Editing her own work was a form of self-flagellation, maybe the sugar would make the process go down smoother. She tore the top off of the box and spilled a half dozen pastel hearts into her hand. She lined them on the edge of her desk, in a linear rainbow while her printer spewed out her work like so much word vomit. She read the first line slowly, sounding out each word and wondering if she had made the right choice. She picked up the first pink heart, "call him." She popped the heart in her mouth and sucked. She let the sugar dissolve on her tongue, savoring the artificial strawberry flavor. She read the next line, making an alteration in a red pen as if she was in grade school. She picked up another pink heart, "please." She frowned but ate it in the same fashion as the first while reading the next few sentences. She picked up an orange creamsicle smelling heart and examined its message: "call Matt now."

She sat back and stared at the heart she had in her hand as if it had started bleeding and beating. Her hands shook as she set the orange heart back down in the parade on the edge of her desk. She set her red pen down on the stack of papers and counted ten deep breaths. She then looked at the hearts again, the first orange heart still read, "call Matt now." It was too much to hope that she had gone made after so many hours staring at a computer screen. She then went down the line and flipped over the hearts whose messages were face down:

"Matt,"

"Matt," and finally,

"You love him."

She raked her fingers through her hair and wondered. Her eyes traced the outline of a rectangle, the bare nail a reminder of what had been there. She walked toward the living room and found the cardboard box with "Matt" scrawled on one side in neat capital letters. Her hand reached for the picture frame that once hung on the wall next to her desk. The picture was of a man looking toward the horizon. She traced the outline of his face, a silhouette that she could draw with her eyes closed. A tear splashed on the glass and blurred his face.

She had been an entomologist in their relationship, pinning bits of him to cardstock but never getting too close. His smiles were butterflies that she saved but inevitably killed. Never letting herself be anything more than a scientist pulling the wings off of his beauty. She deserved to be alone. She had held a magnifying glass up to his faults, and she was sure he had grown to hate her. He had found someone else who could just be happy.

She looked at the rest of the box. A sweatshirt to a college she did not attend, a half dozen books she would never read, and pictures--pictures of Matt and of her with Matt.
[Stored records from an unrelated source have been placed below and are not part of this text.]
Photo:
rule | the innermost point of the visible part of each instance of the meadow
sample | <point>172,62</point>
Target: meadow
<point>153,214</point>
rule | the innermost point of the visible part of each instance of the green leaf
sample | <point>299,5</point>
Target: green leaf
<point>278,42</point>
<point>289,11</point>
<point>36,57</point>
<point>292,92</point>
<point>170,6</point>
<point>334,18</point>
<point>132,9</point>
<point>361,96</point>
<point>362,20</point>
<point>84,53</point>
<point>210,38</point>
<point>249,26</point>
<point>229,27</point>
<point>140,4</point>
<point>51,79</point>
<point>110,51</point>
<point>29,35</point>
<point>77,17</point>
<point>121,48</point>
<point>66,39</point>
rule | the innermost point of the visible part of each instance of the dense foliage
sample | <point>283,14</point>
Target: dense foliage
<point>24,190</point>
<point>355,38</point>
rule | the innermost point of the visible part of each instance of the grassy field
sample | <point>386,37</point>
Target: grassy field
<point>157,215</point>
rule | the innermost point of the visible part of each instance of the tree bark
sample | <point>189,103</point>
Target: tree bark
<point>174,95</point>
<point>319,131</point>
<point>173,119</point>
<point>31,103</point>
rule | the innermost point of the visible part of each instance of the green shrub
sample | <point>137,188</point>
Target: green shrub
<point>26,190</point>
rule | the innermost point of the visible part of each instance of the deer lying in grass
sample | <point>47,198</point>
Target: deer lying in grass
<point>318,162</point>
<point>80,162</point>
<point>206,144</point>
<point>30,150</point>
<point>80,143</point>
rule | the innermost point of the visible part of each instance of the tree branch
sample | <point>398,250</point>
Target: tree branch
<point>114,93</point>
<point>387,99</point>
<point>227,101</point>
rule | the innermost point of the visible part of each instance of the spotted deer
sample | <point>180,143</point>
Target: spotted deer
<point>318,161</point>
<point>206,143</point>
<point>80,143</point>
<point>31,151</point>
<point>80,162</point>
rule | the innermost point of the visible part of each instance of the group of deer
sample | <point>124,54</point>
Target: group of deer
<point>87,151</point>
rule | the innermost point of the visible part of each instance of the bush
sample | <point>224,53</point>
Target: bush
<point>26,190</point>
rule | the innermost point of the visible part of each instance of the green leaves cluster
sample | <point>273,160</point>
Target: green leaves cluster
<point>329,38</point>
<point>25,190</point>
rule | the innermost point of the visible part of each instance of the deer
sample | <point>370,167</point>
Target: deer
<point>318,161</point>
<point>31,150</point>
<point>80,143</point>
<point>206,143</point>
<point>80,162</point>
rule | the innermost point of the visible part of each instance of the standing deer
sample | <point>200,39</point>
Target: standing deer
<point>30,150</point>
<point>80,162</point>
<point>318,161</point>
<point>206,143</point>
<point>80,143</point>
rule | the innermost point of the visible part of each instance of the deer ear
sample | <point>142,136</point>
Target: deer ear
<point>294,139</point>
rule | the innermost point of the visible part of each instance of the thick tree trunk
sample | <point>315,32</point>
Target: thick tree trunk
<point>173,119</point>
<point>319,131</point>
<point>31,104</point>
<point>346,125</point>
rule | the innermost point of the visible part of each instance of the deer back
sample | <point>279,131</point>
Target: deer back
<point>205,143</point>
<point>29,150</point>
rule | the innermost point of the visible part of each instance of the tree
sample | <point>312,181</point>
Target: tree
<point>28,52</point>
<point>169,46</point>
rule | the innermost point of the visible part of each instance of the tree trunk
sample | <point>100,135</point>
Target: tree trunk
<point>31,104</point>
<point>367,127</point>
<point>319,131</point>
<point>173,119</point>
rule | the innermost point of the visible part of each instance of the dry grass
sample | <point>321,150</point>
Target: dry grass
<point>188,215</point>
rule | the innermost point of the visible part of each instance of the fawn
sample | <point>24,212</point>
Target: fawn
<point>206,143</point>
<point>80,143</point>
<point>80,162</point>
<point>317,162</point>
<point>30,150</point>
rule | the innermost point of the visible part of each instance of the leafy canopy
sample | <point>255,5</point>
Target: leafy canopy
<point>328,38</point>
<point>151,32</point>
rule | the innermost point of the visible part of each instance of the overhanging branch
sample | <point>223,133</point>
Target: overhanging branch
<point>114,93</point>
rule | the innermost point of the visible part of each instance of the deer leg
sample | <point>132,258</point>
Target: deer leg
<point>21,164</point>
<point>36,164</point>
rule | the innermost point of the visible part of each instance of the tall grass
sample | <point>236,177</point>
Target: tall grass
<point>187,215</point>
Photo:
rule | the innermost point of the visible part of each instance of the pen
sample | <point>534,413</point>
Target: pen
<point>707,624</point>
She sat down next to the box, her head resting on the back of the couch and continued to cry, her shoulders shaking with silent sobs.
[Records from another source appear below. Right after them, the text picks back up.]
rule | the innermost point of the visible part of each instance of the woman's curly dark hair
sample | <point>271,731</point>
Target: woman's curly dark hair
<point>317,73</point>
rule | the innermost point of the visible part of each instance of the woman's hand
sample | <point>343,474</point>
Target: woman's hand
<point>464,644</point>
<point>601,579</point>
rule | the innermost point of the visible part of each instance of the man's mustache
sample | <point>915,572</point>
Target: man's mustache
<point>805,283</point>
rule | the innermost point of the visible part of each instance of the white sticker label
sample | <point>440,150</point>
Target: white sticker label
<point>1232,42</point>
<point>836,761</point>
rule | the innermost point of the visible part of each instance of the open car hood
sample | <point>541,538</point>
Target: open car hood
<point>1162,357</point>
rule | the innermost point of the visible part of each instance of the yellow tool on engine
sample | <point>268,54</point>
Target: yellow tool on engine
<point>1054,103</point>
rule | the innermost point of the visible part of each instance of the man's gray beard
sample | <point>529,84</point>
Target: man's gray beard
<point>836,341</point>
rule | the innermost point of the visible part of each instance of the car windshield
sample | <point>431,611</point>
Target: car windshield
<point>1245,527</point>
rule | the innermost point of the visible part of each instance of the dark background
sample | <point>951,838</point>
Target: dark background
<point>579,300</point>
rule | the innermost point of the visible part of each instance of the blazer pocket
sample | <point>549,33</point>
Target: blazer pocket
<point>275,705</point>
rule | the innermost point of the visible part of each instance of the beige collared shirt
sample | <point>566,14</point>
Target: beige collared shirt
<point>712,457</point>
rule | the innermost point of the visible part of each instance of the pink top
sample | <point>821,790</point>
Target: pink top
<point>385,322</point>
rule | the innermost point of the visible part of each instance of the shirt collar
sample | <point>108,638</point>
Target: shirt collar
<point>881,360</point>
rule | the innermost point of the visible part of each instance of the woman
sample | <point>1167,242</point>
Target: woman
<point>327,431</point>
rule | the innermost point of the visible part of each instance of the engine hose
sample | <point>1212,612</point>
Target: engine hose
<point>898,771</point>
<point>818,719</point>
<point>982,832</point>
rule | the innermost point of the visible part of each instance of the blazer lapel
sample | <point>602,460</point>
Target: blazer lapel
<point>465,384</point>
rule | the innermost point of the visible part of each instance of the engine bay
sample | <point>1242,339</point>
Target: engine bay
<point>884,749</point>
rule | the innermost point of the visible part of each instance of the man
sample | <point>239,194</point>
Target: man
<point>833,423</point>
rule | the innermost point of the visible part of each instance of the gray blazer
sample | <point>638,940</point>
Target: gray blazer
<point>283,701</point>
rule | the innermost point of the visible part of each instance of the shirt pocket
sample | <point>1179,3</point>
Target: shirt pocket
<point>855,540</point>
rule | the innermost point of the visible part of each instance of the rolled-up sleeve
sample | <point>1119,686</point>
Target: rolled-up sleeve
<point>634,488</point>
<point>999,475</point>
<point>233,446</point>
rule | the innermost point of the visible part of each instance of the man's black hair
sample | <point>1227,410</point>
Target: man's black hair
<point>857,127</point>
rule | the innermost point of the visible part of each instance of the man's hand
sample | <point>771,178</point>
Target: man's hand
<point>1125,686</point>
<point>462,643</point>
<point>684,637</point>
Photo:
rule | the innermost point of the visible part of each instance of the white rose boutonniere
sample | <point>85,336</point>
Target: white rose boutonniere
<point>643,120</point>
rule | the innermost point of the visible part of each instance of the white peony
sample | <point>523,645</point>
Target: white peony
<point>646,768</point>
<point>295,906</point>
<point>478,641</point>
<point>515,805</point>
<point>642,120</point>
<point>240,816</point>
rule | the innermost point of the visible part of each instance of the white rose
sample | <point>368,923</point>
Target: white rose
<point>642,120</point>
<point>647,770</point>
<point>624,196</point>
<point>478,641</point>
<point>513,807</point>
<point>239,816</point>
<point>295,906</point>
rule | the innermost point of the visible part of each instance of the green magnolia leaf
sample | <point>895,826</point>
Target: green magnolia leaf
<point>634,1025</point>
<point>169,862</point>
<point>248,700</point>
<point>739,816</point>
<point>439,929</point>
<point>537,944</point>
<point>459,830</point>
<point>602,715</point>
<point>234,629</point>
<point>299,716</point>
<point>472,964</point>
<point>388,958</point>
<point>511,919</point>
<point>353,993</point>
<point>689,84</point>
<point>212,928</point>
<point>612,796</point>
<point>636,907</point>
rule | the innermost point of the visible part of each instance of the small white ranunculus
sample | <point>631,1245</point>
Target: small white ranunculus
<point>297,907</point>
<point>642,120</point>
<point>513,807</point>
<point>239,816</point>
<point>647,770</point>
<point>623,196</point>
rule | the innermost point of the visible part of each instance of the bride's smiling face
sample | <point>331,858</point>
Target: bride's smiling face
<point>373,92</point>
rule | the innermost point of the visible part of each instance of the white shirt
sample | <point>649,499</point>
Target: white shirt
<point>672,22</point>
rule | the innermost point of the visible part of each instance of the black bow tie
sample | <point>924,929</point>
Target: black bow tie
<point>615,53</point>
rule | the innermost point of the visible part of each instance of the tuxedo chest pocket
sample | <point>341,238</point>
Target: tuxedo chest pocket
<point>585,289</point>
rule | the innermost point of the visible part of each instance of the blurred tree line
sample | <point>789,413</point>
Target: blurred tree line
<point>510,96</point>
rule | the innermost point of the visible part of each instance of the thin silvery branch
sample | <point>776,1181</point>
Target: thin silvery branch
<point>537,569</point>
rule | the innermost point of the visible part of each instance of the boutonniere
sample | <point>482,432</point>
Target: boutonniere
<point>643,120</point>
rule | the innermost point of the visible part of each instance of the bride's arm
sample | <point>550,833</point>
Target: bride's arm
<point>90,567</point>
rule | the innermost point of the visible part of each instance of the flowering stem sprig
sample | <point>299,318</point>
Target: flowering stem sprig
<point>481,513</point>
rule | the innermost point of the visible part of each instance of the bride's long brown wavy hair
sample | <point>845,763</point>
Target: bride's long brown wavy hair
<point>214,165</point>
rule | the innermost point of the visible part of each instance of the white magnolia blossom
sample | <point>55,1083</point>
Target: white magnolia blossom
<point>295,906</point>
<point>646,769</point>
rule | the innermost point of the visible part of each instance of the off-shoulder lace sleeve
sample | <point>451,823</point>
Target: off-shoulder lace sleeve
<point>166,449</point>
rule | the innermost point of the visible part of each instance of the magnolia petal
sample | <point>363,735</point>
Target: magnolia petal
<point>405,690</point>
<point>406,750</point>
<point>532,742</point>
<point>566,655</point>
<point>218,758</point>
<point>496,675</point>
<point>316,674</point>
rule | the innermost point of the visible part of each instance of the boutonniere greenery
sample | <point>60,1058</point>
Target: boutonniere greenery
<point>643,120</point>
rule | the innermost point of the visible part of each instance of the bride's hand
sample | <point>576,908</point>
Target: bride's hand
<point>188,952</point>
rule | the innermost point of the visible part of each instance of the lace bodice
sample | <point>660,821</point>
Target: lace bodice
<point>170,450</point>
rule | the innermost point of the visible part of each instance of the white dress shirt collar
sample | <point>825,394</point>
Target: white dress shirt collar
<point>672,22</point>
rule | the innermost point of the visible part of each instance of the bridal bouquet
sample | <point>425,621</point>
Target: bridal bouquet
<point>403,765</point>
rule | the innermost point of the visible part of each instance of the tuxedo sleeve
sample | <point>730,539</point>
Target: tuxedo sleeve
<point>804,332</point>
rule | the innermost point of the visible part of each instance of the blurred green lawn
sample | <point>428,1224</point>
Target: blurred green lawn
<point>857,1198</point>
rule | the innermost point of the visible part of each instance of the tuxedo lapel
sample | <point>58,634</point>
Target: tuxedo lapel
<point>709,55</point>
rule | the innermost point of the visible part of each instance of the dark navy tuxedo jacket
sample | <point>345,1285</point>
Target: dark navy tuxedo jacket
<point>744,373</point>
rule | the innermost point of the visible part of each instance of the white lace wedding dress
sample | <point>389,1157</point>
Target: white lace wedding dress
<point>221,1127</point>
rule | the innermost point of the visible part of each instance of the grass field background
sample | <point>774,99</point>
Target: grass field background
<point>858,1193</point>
She bit her lip until she tasted blood, stopped crying, and went back to her desk. She swept all of the pastel hearts into her hand, put them back in their box. She went back to slashing her words with red. An hour later, when she reached the end of her edits, she took a cold shower and a couple of shots of whiskey, drifting off into oblivion.
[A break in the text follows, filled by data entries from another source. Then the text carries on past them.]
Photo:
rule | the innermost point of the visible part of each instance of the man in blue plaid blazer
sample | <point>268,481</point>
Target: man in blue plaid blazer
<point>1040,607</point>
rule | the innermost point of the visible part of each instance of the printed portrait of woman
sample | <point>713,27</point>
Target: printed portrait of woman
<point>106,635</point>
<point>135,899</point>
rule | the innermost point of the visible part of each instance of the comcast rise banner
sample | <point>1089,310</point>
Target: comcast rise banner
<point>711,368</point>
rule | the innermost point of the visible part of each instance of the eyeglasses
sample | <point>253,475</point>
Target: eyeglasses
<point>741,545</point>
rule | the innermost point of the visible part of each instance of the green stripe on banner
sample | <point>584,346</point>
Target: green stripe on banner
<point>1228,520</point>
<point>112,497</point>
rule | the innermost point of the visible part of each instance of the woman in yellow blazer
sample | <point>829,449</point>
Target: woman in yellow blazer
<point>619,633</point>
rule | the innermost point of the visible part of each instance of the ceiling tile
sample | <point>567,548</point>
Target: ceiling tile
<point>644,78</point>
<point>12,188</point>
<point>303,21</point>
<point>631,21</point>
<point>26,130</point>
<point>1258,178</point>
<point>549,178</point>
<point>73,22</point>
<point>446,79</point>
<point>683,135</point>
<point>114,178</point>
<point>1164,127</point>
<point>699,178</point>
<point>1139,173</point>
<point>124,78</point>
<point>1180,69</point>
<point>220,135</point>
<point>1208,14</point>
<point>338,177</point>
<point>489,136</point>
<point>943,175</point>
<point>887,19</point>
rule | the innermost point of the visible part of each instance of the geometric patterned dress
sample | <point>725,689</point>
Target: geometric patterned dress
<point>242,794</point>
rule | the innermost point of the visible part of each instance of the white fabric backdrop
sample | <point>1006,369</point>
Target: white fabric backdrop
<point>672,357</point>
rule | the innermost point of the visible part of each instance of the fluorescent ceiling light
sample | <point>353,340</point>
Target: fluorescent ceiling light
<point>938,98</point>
The alarm rang out from her phone, declaring a new day. She hit the snooze button once, twice. She got dressed and grabbed her laptop, walking purposefully to the coffee shop down the street where she would transfer her red pen edits to her word document. Sipping her cappuccino, all she could think about was the box of hearts in her waste bin next to her desk. She was not going to get anything done if she did not read all of the pastel messages. She went back to her apartment, pulled the box out of the trash. It was a pink and white waxed cardboard. There was nothing special about the packaging that she could tell. She spilled all of the pastel hearts on the floor. All of the candies were printed with the same messages: "call Matt now," "You love him," "Matt," and--the only word she had not seen yet-- "apologize."